BIG DATA
- Lots of data is being collected
and warehoused - Web data, e-commerce
- purchases at department/
grocery stores - Bank/Credit Card transactions
- Social Network
Big data is a term that explains the big volume of data – both organized/structured and unstructured – that inundates a company over a day-to-day basis. But it isn’t the quantity of data that’s important. It’s what organizations/companies do with the info that counts. Big data can be examined for insights that lead to raised decisions and tactical business moves.
A Single View to the Customer
How much data are we talking about:
- Google functions 20 PB per day (2008)
- Wayback Machine has 3 PB + 100 TB/month (3/2009)

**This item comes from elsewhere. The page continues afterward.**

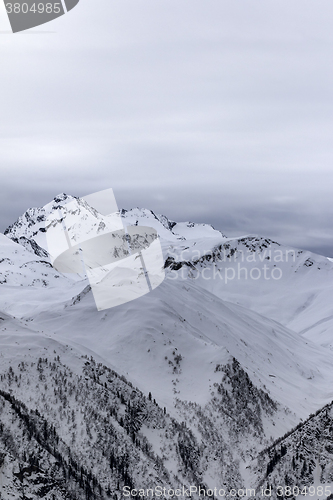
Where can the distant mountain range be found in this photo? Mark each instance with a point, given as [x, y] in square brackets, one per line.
[200, 383]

- Facebook has 2.5 PB of end user data + 15 TB/day (4/2009)
- eBay has 6.5 PB of end user data + 50 TB/day (5/2009)
- CERN’s Large Hydron Collider (LHC) produces 15 PB per annum
Why Is Big Data Important?
The need for big data doesn’t revolve around how much data you have, but what you need to do with it. You may take data from any source and evaluate it to find answers that allow cost reductions, time reductions, new product development and optimized offerings, and smart decision making. Once you incorporate big data with high-powered analytics, you can attain complete business-related responsibilities such as:
- Determining root factors behind failures, problems, and flaws in near-real time.
- Generating coupons at the idea of sale predicted on the customer’s buying patterns.

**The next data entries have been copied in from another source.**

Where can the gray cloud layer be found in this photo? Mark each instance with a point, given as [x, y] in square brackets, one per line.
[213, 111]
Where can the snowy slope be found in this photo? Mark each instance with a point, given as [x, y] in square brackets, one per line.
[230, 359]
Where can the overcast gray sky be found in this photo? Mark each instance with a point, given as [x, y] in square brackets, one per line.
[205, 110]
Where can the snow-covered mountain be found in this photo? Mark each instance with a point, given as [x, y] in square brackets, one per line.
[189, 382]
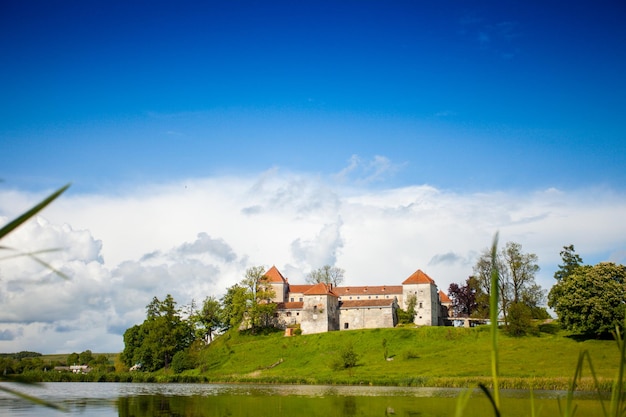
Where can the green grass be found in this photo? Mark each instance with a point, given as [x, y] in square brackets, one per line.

- Recalculating complete risk portfolios within minutes.
- Detecting fraudulent habit or patterns before it influences your organization.
Now how does it Work:
Before discovering what big data can work for your business, you should comprehend where it originates first. The sources for big data generally get caught in one of three categories:
Streaming data
This category includes data that extends to your IT systems from an internet of linked devices. You could examine this data as it occurs and can make decisions on what data to keep, what never to keep and what requires further evaluation.
Social media data
The data on public connections can be a progressively attractive group of information, particularly for marketing, sales, and support functions. It’s in unstructured or semistructured varieties so that it poses a distinctive obstacles it pertains to usage utilization and evaluation.

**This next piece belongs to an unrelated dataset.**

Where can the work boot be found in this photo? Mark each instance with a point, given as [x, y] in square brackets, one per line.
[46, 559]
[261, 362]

Big data has been defined by the three Vs:
They are as follows-
- Volume (Scale):-
The quantity of data. While volume level signifies more data, it’s the granular characteristic of the data that is exclusive. Big data requires handling high amounts of low-density, unstructured Hadoop data—that is, data of unfamiliar value, such as Twitter data feeds, click channels on a website and a mobile app, network traffic, sensor-enabled equipment recording data at the speed of light, and plus much more. It’s the job of big data to convert such Hadoop data into valuable information. For a few organizations, this may be tens of terabytes, for others, it could be hundreds of petabytes.
- Data Volume
- 44x increase from 2009 2020
- From 0.8 zettabytes to 35zb
- Data volume is increasing exponentially
- Velocity:-
The Data streams in at an unparalleled velocity and must be handled regularly. RFID tags, detectors, receptors, sensors, and smart metering are generating the necessity to deal with torrents of data in near-real time.
- Variety:-
Data will come in all sorts of types – from organized, numeric data in traditional databases to unstructured text contents, email, video tutorials, audio tracks, stock ticker data and financial trades.
Some Make it 4V’s:
Big Data Analytics:
- Big data is more real-time in character than traditional DW applications
- Traditional DW architectures aren’t well-suited for big data applications.
- Shared nothing, parallel processing massively, scale-out architectures are well-suited for big data applications.